Monday, 1 October 2012

Access All Areas


Two days of poetry readings as part of my local literature festival have been summarily cancelled.

For several years now, they have been held in the upstairs room of a local tea shop. Free entry as long as you buy a cuppa and a cake. Excellent poets, many of them extensively published, travel from all around the area to perform free of charge.

This year, a disability group has complained that the event is not fully accessible because of the stairs, and so it will not now take place. This is quite likely the group that previously led to the cancellation of another regular poetry event in a neighbouring town for similar reasons.

So now the event is equally inaccessible to everyone and we should all be equally happy with this outcome, I guess.

It's a tricky one, isn't it? I'm all for equal access, clearly.  But in my day job I have seen many businesses have to close down, and many landlords go bankrupt, because our country's property portfolio  -  sometimes many hundreds of years old  -  cannot always be adapted to meet the new requirements.  And as a poetry performer I have seen that only running readings that are fully accessible has the net effect of making live performance evenings less easy to hold and therefore over all less accessible.  A pub or tea shop can't give up it's main trading floor without charging a fee and therefore less events like our readings and poetry nights can take place.

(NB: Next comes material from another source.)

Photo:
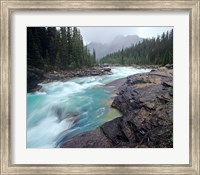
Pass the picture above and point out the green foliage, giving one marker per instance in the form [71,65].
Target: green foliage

Probably now I'll be hoisted up and made an example of, as if I were unsympathetic to the rights and indeed challenges of people with mobility issues. I know, I know, the problems we face in our family trundling about the place with a profoundly disabled child, his chair, his paraphernalia, his occasional disturbing seizures and (in my view) even more disturbing episode of random Exorcist-style projectile vomiting. I'm just saying, it's tricky to tell when something is right, and when doing what seems like the right thing leads to the wrong outcome.

Meanwhile in this politically correct day and age, discrimination and bullying of gingers continues unabated.  Yes I know we are ugly, and pale, and every freckle points to a soul that we have stolen with our evil carrot-headed mischief. And I had heard it rumoured that we smell.

In my day at school, gingers were reputed to smell of piss. Apparently that's not correct.  According to the latest teenage lore, we smell of cake - and not in a good way.

This is another thing I don't really understand. Oh my golly. I think I'll retreat to bed with a cup of tea and a gingerbread-person.